Only a month before. “Julie! I read that book, ‘Peace is Like a River.’ Good ol’ dad, reading a literary novel. I loved it!” Usually given to Tom Clancys or biographies, he was happy to bond with me over the love of a good book. In the final pages of this last book he read, a description of a father and his child reuniting among the golden rivers and humming meadows of heaven as they dash across time and space.
10 am. Me, on the floor of my childhood room, eight months pregnant and crying. Through my tears, I hear my father emphatically say, “I’m not the body. You know that Julie, You know that.” Me, who teaches meditation, studies consciousness, and believes in reincarnation. I am stilled.

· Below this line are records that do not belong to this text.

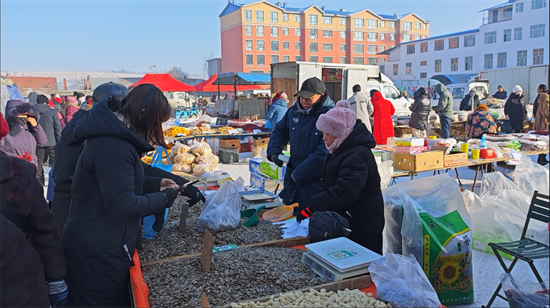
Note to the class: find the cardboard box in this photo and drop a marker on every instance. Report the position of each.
(455, 158)
(432, 160)
(230, 143)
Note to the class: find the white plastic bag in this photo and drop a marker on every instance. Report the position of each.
(221, 211)
(400, 281)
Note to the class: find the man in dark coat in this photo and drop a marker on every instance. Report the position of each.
(351, 180)
(307, 149)
(52, 127)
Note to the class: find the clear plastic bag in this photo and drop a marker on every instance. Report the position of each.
(222, 210)
(400, 281)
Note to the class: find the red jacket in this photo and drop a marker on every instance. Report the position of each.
(383, 124)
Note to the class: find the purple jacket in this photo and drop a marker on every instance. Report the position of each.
(22, 138)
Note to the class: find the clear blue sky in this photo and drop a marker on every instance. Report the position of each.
(94, 35)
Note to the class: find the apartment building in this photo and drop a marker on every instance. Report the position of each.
(257, 34)
(512, 34)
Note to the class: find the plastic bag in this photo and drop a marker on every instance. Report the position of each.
(222, 210)
(435, 227)
(400, 281)
(527, 294)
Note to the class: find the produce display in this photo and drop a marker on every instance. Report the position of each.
(236, 275)
(314, 298)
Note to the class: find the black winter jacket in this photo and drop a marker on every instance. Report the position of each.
(109, 195)
(352, 188)
(50, 124)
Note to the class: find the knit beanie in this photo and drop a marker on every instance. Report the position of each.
(339, 122)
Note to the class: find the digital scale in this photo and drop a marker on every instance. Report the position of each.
(338, 258)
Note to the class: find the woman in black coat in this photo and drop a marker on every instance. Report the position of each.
(351, 179)
(110, 194)
(515, 109)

Picking out the coffin with my mom. The undertaker’s careful words, long pauses between questions. A tuning fork to our sensitivity. From the corner of my eye I see my dad, in that green golf windbreaker he always wore, saying clear as day, “I’m proud of you girls.”
*
Laying my baby daughter in her crib. I fall asleep. My dad standing on a boat at his beloved yacht club. A dream but not a dream. The boat is sinking, but I somehow know this is only a metaphor for time -- he only had a few moments to impart his important message: “Tell your mother I’m with her.”
*
I don’t know what time is. I don’t know what death is. I do know that love and loss dance together in this world intertwined, without one you can’t have the other. Sometimes, in the stillness of the morning, before dawn, I can almost touch that thing I still cannot name.
My ten year old’s hand presses into mine. Three squeezes. I love you. Two back. How much? She squeezes until it hurts.